Luxembourg is recognized as the richest EU country in terms of average annual salary. The mini-state was followed by Denmark and Ireland – they also have the highest annual wage rates in Europe – 63,260 euros and 50,350 euros, respectively. In countries such as Belgium, Austria, and Sweden, the average annual salary is between 48,720 and 46,930 euros. And in Germany, Finland, and France – 44,440 euros, 43,190 euros, and 40,130 euros, respectively.

At the beginning of the year, member states increased the EU Blue Card minimum wage, the minimum wage EU employers are required to pay their third-country workers.

Germany has increased the minimum wage for salaried workers for first-time applications and renewals, increasing the annual salary for non-scarcity occupations to €56,800 from €55,200, while for scarce occupations the annual salary will be €44,304 from 43,056 euro. The Netherlands has also increased its annual salary threshold for 2022, which has increased from €5,403 to €5,567.

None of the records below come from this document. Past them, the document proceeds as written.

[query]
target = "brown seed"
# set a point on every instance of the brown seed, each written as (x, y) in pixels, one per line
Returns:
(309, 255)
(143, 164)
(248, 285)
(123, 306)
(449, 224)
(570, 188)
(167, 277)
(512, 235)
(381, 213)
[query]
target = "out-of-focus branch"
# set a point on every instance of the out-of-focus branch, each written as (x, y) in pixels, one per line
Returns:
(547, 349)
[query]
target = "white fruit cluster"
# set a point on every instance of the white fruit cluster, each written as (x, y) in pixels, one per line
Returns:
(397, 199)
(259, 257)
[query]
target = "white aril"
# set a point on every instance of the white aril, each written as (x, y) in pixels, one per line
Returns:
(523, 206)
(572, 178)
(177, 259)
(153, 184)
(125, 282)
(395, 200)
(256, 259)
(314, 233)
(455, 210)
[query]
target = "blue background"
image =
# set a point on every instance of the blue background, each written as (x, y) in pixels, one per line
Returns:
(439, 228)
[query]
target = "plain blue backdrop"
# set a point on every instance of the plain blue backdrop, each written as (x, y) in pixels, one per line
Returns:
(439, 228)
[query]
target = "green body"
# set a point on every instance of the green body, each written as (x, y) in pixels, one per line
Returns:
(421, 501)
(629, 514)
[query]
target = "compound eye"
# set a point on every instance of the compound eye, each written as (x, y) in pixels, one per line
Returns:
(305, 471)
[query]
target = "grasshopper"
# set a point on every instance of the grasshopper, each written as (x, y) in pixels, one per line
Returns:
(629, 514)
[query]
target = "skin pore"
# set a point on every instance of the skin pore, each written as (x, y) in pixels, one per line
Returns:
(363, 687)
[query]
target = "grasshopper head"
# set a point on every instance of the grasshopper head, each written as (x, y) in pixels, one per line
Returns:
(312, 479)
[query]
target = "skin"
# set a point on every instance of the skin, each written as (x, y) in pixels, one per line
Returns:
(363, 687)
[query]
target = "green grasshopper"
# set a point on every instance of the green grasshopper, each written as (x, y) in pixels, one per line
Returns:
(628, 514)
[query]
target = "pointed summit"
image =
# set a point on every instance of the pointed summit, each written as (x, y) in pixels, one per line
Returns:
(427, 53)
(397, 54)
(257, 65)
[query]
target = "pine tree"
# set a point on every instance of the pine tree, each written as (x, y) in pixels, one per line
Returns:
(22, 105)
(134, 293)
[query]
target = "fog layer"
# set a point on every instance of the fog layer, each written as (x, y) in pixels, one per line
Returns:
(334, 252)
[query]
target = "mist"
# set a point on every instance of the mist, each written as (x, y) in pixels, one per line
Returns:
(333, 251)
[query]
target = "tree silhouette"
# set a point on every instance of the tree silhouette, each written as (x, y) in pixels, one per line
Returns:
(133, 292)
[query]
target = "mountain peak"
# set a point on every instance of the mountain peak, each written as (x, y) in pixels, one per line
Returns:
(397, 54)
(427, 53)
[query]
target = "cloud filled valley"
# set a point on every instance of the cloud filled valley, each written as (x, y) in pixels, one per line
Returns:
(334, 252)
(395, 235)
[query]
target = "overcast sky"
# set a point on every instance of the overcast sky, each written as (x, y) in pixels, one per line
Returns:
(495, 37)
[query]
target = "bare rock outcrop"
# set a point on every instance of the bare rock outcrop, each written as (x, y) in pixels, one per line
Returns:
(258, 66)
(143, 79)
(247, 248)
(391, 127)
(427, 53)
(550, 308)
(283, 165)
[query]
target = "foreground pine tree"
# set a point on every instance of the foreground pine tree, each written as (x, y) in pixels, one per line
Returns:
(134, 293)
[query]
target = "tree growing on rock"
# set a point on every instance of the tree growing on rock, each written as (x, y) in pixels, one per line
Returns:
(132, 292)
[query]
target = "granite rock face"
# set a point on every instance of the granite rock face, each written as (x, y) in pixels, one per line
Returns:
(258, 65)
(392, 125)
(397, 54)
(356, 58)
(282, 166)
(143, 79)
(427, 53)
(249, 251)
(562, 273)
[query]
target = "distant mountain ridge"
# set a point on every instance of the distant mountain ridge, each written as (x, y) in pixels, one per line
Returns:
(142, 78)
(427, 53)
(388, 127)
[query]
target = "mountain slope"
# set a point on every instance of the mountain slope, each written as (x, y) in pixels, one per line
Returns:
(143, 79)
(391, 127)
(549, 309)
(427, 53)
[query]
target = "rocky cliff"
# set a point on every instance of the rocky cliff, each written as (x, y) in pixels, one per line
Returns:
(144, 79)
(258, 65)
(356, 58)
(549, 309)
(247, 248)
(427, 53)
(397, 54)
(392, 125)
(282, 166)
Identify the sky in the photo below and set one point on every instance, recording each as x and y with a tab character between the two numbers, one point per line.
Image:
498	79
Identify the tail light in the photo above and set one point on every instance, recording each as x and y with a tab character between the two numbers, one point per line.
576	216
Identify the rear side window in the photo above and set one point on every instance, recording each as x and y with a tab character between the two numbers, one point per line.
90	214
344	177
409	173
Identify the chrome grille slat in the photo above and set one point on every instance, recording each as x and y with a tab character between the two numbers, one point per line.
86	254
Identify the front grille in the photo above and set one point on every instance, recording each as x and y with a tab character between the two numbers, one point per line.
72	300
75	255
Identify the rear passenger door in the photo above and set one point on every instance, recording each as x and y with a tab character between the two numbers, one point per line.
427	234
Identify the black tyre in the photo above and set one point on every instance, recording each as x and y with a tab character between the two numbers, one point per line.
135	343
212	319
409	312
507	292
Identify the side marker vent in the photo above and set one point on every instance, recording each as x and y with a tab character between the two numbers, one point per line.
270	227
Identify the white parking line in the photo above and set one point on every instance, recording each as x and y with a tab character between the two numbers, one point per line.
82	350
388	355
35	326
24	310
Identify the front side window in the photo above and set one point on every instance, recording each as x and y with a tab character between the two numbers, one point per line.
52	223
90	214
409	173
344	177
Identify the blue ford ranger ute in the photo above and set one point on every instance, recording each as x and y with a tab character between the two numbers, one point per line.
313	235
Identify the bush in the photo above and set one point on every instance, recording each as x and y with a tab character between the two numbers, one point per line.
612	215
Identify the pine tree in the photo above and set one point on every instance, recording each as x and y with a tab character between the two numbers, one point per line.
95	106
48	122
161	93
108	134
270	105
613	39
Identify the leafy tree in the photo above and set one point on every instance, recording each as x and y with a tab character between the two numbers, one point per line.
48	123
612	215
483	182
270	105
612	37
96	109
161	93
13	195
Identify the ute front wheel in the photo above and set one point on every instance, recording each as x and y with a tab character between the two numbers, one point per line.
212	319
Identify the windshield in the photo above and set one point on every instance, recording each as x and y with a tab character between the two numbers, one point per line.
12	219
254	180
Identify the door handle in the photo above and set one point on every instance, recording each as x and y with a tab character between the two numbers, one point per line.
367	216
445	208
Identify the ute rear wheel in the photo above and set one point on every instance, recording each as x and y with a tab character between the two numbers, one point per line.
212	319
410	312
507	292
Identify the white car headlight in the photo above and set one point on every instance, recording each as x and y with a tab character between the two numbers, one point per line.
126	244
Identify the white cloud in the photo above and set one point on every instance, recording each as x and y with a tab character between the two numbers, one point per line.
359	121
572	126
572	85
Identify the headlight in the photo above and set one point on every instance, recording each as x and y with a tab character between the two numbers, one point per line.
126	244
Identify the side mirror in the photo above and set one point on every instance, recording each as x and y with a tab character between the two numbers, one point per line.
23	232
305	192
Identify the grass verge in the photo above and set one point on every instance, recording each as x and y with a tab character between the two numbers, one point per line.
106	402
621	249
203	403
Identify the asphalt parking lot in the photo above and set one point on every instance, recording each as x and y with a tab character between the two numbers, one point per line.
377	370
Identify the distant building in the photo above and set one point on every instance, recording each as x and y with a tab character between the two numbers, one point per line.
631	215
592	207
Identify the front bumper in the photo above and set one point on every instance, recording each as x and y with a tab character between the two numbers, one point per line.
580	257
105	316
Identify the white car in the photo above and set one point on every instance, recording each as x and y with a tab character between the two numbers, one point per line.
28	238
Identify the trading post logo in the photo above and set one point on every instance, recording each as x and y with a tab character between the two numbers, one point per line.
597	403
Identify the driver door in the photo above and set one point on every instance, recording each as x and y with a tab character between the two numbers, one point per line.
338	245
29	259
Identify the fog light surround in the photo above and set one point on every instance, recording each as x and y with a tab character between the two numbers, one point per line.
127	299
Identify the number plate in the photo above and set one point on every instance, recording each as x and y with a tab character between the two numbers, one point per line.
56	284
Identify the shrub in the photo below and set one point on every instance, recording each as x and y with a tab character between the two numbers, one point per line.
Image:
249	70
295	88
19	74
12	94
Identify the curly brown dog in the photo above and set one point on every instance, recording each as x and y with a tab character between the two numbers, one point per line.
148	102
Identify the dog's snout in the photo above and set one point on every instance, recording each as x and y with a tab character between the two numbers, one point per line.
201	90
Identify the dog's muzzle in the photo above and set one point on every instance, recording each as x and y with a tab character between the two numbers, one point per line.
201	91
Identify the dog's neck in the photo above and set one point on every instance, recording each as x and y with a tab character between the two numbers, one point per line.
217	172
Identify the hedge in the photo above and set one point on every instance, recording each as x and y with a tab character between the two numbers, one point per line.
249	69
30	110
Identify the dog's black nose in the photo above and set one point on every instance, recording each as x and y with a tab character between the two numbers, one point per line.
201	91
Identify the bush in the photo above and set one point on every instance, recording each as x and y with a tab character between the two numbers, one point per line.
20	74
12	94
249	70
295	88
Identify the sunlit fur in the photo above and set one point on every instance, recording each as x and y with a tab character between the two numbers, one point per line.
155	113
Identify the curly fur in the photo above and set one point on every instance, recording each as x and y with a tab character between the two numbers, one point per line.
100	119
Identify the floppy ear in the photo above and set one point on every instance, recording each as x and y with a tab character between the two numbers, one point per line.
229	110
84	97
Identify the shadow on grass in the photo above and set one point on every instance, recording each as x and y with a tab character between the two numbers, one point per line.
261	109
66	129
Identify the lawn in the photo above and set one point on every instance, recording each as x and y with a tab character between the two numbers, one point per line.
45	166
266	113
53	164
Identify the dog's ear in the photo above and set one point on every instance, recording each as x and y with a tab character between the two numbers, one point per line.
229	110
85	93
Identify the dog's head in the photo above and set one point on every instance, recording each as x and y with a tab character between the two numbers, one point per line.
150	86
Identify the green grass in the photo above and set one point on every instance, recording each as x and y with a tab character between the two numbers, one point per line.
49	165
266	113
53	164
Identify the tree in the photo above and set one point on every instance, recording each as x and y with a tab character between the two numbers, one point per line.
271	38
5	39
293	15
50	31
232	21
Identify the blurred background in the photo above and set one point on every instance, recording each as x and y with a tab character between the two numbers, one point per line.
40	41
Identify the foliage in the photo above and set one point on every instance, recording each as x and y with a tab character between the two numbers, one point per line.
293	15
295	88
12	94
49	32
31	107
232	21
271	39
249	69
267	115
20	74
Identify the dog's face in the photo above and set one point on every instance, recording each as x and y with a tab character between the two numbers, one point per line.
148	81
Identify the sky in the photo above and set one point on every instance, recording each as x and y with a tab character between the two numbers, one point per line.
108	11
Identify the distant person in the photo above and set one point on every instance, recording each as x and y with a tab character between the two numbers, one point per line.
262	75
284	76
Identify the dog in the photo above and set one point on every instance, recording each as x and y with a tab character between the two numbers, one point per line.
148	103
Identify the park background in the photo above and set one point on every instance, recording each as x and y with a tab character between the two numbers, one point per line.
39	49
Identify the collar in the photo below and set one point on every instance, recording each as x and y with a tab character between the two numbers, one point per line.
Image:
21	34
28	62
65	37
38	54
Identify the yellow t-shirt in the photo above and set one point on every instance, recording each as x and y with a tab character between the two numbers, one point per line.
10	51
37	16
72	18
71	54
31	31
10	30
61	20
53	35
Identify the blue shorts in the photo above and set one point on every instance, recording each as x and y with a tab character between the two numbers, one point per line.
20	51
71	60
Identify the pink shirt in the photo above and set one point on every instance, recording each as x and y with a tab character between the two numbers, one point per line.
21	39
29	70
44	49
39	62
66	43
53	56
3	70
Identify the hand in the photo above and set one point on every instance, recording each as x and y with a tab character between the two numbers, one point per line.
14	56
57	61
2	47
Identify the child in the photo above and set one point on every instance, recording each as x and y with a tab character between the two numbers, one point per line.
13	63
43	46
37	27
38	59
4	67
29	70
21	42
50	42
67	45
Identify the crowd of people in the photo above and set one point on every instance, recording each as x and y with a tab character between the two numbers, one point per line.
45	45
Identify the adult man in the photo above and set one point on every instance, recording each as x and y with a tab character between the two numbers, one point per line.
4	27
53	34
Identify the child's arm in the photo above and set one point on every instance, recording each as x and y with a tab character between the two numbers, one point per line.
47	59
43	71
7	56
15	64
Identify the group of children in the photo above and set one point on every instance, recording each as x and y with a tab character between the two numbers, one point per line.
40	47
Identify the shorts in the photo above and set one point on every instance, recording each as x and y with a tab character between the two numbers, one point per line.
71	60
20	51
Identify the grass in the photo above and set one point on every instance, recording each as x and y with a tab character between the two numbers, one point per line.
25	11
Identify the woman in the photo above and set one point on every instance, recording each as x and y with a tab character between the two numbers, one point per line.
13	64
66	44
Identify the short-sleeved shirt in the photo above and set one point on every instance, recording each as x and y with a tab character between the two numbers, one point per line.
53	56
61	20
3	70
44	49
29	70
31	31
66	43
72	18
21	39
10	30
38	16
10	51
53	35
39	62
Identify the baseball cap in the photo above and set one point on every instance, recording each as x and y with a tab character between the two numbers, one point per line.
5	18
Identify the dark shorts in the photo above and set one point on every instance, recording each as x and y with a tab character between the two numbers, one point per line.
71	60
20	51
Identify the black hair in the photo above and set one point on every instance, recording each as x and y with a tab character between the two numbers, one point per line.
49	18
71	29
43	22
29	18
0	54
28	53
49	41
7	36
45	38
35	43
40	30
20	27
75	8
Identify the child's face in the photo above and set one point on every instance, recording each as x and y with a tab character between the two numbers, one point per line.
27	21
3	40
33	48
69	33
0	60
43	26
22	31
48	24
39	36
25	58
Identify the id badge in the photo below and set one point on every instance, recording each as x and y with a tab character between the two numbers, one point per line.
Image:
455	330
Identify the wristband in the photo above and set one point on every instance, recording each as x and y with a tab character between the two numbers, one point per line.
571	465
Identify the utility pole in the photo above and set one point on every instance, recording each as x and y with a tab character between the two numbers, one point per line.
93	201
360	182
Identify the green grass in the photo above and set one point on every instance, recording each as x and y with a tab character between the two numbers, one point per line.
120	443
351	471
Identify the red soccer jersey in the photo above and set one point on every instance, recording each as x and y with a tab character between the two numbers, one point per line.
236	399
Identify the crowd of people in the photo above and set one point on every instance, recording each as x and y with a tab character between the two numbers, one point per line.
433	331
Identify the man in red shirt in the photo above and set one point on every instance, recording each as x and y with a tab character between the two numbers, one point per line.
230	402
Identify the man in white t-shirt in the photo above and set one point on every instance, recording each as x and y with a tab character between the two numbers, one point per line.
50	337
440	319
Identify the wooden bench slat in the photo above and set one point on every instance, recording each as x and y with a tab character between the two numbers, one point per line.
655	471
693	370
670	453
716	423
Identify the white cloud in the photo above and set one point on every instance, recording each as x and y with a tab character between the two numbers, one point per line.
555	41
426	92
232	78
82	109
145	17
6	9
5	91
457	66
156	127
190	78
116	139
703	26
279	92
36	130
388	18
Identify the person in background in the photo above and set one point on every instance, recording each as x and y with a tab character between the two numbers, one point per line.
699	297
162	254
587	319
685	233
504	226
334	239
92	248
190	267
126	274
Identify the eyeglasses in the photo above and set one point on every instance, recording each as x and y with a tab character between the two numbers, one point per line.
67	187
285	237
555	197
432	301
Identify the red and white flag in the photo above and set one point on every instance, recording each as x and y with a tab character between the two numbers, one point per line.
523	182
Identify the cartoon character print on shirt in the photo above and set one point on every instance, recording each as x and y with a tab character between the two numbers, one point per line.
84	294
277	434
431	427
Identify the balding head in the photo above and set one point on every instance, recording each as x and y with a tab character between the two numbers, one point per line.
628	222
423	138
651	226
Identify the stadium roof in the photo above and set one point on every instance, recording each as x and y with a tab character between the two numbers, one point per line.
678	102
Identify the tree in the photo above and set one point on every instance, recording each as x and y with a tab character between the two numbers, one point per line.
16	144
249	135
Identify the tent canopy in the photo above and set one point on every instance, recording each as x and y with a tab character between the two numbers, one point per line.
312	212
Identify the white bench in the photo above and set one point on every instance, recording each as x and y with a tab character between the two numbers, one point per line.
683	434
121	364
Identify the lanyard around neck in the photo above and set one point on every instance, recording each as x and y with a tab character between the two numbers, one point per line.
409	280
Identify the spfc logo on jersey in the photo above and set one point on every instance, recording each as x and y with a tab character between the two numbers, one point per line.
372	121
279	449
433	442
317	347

“Foreigners who already have an EU Blue Card or highly skilled migrant work permit do not need to increase their wages to match the 2021 wage level. The new salary threshold should only be met if an extension is required,” said Dutch immigration firm Newland Chase.

Reference: The Blue Card is an identity card, GNP, which gives citizens of third countries, including Ukraine, the right to live and work in the territory of most EU countries. The scheme was created in 2009. Similar to the Green Card in the USA, only they are not won, but issued to professionals with a high-quality education. Denmark and Ireland are the only two countries that do not participate in this scheme.